第13話 モンスターの種、多いね

『アルラウネ:中立、自走可能、特殊能力無』

「今度もモンスターの種かよ……いや、妖精に近いのか? 敵性じゃないし」


 アルラウネもジャノの図鑑に乗っていたな。マンドレイクの亜種で女の子の上半身をしていたんだっけ。

 マンドレイクは大根に足が生えたようなモンスターなのだが、見た目がまるで異なるけど本当に亜種なのか、とジャノに聞いた記憶がある。

 

「しっかし、どちらもモンスターの種か。クルプケ、よくぞ無事で戻って来たな」

 自由に出歩かせない方がいいかもしれない、と思いつつも彼の行動を制限する術もなく。

 使い魔であるが、俺は魔法使いではないので彼と会話することもできないし、使い魔になったことで特にクルプケの能力が強化されたわけじゃない。

 だが、俺かクルプケどちらかが危機に陥れば、悪寒がする。その時強く念じれば、お互いの場所が分かるのだ。

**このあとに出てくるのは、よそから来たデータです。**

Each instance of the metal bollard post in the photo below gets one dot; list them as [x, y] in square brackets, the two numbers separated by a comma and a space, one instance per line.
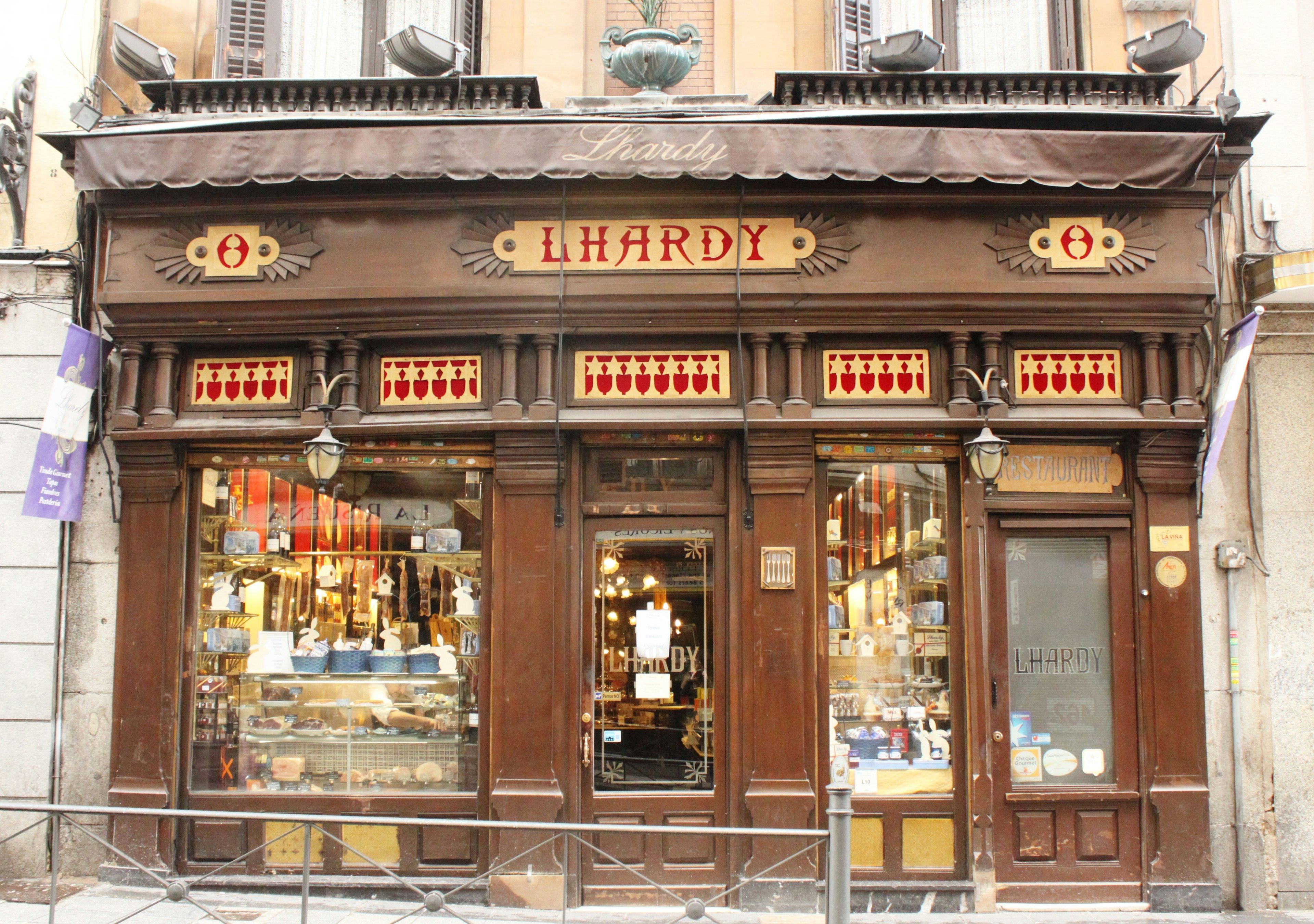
[54, 864]
[305, 877]
[839, 854]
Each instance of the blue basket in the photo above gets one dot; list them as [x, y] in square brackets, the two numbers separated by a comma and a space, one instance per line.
[425, 663]
[309, 664]
[350, 662]
[388, 664]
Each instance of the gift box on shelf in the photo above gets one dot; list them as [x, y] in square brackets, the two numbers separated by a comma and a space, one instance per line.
[349, 662]
[388, 663]
[309, 664]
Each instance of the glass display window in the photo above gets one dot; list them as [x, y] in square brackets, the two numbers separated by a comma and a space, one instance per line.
[890, 621]
[337, 638]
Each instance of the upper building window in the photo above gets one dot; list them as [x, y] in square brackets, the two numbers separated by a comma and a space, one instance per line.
[978, 35]
[333, 39]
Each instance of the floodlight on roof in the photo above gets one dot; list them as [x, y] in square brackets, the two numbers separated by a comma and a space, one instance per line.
[1166, 49]
[904, 52]
[424, 54]
[140, 57]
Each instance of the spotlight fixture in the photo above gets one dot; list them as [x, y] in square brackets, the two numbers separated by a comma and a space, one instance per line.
[425, 54]
[141, 58]
[904, 52]
[1166, 49]
[85, 115]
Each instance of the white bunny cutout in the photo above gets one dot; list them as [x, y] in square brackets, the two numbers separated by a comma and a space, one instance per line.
[464, 602]
[309, 635]
[391, 638]
[446, 659]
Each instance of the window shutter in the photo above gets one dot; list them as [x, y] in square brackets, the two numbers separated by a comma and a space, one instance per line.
[249, 39]
[854, 25]
[469, 32]
[1065, 36]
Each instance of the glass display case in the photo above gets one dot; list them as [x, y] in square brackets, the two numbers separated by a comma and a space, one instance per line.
[889, 625]
[338, 633]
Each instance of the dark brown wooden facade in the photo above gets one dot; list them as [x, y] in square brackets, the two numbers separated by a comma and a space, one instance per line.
[922, 278]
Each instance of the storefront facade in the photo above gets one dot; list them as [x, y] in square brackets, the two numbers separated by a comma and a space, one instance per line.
[686, 500]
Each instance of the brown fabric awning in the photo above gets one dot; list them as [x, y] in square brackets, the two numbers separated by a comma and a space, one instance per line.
[181, 156]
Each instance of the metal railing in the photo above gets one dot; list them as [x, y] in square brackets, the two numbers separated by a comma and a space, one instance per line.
[835, 840]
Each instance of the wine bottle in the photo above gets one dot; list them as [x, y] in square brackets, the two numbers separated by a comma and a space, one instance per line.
[221, 493]
[420, 530]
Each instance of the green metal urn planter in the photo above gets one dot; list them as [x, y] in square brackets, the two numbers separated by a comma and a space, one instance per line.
[651, 58]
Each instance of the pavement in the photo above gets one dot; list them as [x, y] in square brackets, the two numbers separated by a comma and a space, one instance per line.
[103, 903]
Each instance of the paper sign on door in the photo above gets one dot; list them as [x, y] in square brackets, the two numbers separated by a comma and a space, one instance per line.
[652, 686]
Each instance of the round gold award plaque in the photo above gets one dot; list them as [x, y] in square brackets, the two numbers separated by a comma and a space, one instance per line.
[1171, 571]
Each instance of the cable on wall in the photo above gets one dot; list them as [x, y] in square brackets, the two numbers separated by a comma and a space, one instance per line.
[559, 514]
[739, 344]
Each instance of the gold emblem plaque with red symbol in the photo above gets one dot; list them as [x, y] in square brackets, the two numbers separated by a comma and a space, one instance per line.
[1119, 244]
[233, 250]
[688, 375]
[877, 375]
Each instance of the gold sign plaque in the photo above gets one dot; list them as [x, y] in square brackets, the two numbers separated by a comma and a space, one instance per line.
[1061, 470]
[1170, 571]
[1170, 538]
[655, 244]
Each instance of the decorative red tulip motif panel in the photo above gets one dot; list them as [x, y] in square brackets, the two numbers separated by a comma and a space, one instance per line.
[1046, 374]
[877, 374]
[654, 376]
[242, 382]
[430, 380]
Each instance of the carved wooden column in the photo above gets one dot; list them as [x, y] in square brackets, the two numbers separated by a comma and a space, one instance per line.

 クルプケの行動範囲は徒歩だし、危機を感じた時に馬で駆け付ければなんとかなるか。

 それにクルプケは穴を掘るのが得意だ。万が一の時は潜って逃げたりもできる。

 悪寒を感じたらすぐに行動できるようにだけはしておくか。元御者の村人たちには馬を見てもらうことになっている。

 もしもの時の足もあるから良しとしよう。

 

「本題に入るとするか」

 

 家、家ねえ……。

 家となると少なくとも木じゃないとダメだよな。

 せっかくなら資源にもなるものがいい。こいつで行くか。

『オリーブの木 成長力+++、環境適応力+++、病気耐性+++』

 ここまではまあいつも通り。オリーブの実はオリーブオイルになるので、一石二鳥である。

 魔力のある限り、やるか。

 種の図書館の力はただ強化するだけじゃない。

 種を魔改造……進化させることができるのだ。普通の強化より遥かに魔力を消費するので、一日にできる回数に制限がある。

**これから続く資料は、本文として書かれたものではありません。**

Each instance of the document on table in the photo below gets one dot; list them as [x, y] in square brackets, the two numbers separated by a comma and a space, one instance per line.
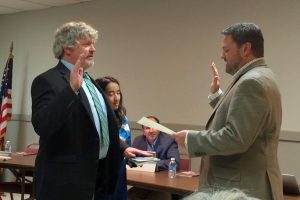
[147, 122]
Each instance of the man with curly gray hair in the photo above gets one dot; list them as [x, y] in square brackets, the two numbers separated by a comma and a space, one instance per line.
[78, 132]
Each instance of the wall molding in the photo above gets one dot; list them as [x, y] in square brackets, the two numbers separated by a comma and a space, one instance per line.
[285, 136]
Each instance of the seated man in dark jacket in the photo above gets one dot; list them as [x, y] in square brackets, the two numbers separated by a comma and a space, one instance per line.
[165, 148]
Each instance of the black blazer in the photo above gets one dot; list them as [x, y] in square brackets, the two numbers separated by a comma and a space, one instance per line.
[67, 165]
[165, 148]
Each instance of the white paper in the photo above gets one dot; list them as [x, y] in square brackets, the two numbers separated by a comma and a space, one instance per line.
[147, 122]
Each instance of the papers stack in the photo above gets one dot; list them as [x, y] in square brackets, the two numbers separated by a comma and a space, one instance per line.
[146, 164]
[4, 155]
[140, 161]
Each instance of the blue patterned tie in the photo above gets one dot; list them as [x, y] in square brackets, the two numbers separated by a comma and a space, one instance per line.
[103, 119]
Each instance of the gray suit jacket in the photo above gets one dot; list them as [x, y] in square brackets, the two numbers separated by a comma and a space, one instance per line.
[239, 145]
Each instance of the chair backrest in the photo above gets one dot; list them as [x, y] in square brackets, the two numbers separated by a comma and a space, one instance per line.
[185, 164]
[32, 149]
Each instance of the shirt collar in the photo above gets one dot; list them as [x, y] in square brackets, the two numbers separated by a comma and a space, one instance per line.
[237, 74]
[67, 64]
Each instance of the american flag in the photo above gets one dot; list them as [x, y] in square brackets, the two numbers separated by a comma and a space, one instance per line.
[5, 96]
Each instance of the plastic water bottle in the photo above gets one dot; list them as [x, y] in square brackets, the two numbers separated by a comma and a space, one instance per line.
[7, 147]
[172, 168]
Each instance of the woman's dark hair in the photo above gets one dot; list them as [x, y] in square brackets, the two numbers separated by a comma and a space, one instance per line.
[103, 82]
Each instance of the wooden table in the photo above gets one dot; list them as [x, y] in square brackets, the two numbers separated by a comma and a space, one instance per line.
[179, 185]
[18, 165]
[159, 181]
[156, 181]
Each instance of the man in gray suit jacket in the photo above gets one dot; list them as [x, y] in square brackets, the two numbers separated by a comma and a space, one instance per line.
[239, 145]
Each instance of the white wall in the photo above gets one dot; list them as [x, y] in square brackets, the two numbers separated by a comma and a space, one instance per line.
[160, 50]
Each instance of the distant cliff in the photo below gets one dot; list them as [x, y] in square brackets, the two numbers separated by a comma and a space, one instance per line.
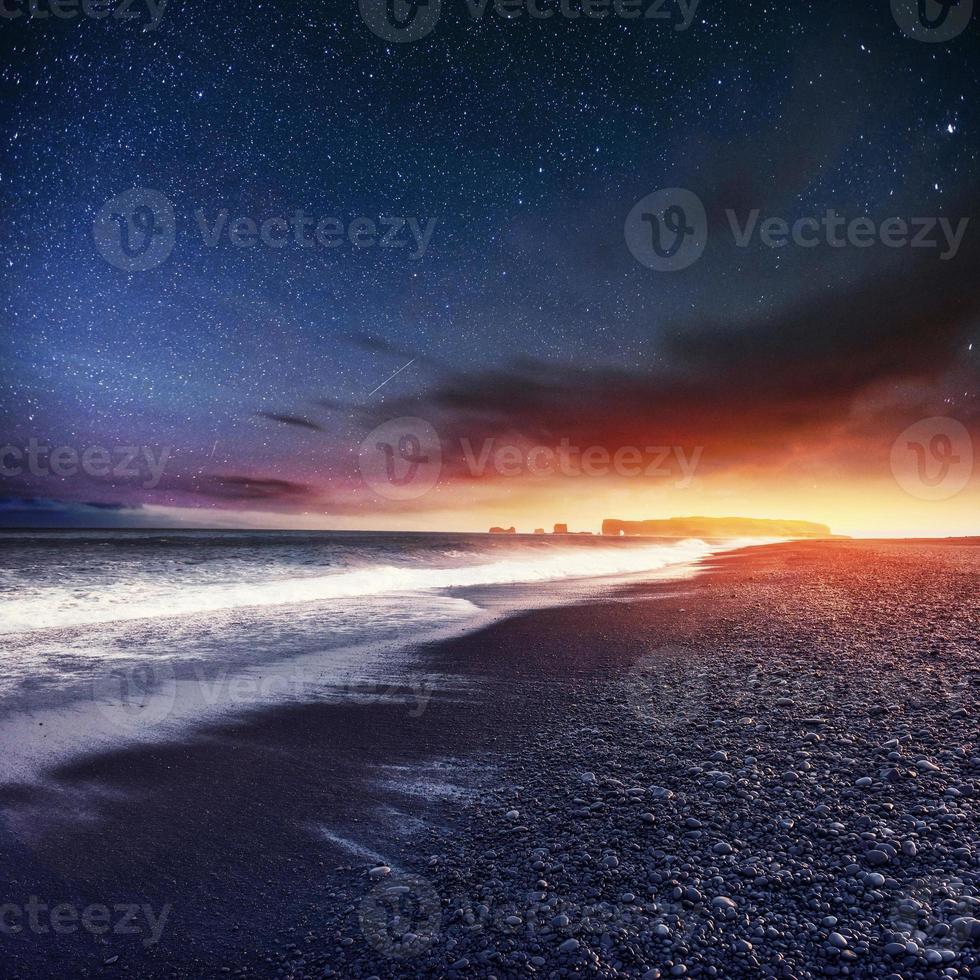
[717, 527]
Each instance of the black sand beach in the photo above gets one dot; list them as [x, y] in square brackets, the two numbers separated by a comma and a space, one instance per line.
[769, 770]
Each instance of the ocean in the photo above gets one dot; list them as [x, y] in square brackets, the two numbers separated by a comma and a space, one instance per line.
[113, 636]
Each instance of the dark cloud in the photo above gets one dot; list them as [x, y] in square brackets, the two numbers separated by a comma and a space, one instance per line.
[235, 487]
[42, 512]
[295, 420]
[815, 373]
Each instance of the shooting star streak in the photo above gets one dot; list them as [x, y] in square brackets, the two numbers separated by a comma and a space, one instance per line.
[386, 380]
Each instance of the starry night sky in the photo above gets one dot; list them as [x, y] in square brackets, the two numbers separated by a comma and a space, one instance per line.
[529, 142]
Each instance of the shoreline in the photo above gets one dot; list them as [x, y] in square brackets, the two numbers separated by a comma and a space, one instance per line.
[642, 690]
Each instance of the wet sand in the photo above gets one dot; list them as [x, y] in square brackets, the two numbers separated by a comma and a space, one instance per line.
[669, 780]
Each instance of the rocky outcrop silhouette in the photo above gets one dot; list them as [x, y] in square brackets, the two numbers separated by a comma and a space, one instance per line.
[717, 527]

 強化も回数制限があることは変わらないけど数十回可能であるが、進化は二回が限界だ。


「まずは全てのパラメータをマックスにする」

『オリーブの木

 成長力+++

 環境適応力+++

 病気耐性+++

 再生力+++

 果実+++

 全てのパラメータがマックスになりました。進化させますか?』

 させる。と念じると候補が表示された。

 木に住むとなると空洞が必要だよな。もしくは枝が床のようになって屋根までできちゃうとか。

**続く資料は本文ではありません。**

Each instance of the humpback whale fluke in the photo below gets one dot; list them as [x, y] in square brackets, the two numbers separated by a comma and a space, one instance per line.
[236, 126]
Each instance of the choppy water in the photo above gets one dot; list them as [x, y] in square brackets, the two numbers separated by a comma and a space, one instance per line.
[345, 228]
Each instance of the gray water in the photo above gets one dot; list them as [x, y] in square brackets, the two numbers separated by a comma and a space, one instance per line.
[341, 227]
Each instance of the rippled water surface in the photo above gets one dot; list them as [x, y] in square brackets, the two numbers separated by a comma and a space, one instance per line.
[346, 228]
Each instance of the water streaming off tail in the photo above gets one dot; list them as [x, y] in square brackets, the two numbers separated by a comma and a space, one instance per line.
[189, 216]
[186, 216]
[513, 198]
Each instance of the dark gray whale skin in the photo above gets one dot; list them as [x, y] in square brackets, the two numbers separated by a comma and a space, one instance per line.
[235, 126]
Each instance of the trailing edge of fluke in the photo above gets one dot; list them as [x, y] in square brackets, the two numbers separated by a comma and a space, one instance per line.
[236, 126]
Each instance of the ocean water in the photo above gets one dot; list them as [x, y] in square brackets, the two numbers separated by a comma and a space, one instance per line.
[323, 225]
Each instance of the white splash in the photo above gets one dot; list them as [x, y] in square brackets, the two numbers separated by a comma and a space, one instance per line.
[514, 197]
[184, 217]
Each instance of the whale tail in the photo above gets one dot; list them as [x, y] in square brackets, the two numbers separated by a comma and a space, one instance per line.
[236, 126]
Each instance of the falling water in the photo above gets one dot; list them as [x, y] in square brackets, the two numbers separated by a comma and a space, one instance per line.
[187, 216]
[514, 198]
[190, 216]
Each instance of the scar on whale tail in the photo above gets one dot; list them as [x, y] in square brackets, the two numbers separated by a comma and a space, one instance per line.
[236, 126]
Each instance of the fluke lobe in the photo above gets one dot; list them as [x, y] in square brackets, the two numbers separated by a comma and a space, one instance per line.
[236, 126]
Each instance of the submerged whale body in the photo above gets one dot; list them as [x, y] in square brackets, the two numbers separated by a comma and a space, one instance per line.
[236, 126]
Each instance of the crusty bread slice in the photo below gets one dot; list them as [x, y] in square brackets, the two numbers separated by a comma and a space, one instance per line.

 強化する場合は名前しかでなくて、どのようなものになるか実物を見てみないことには分からない。

 あ、でも、強化先にまんまなものがあった。よっし、これで行こう。

 進化、と念じるとゴソっと魔力が持っていかれクラリとした。

 一個つくることができたら、種の図書館の便利能力を使う。

 その名も「転写」だ。

 全く本当に便利過ぎる種の図書館の能力には驚きを通りこして呆れまでくるってもんだ。

 「転写」は手持ちの種のパラメータを他の種に上書きする能力である。

 要は作った種とコピーペーストする機能というわけなのだ。

 転写は強化くらいしか魔力を消費しないので、残魔力で十分必要数を準備することができる。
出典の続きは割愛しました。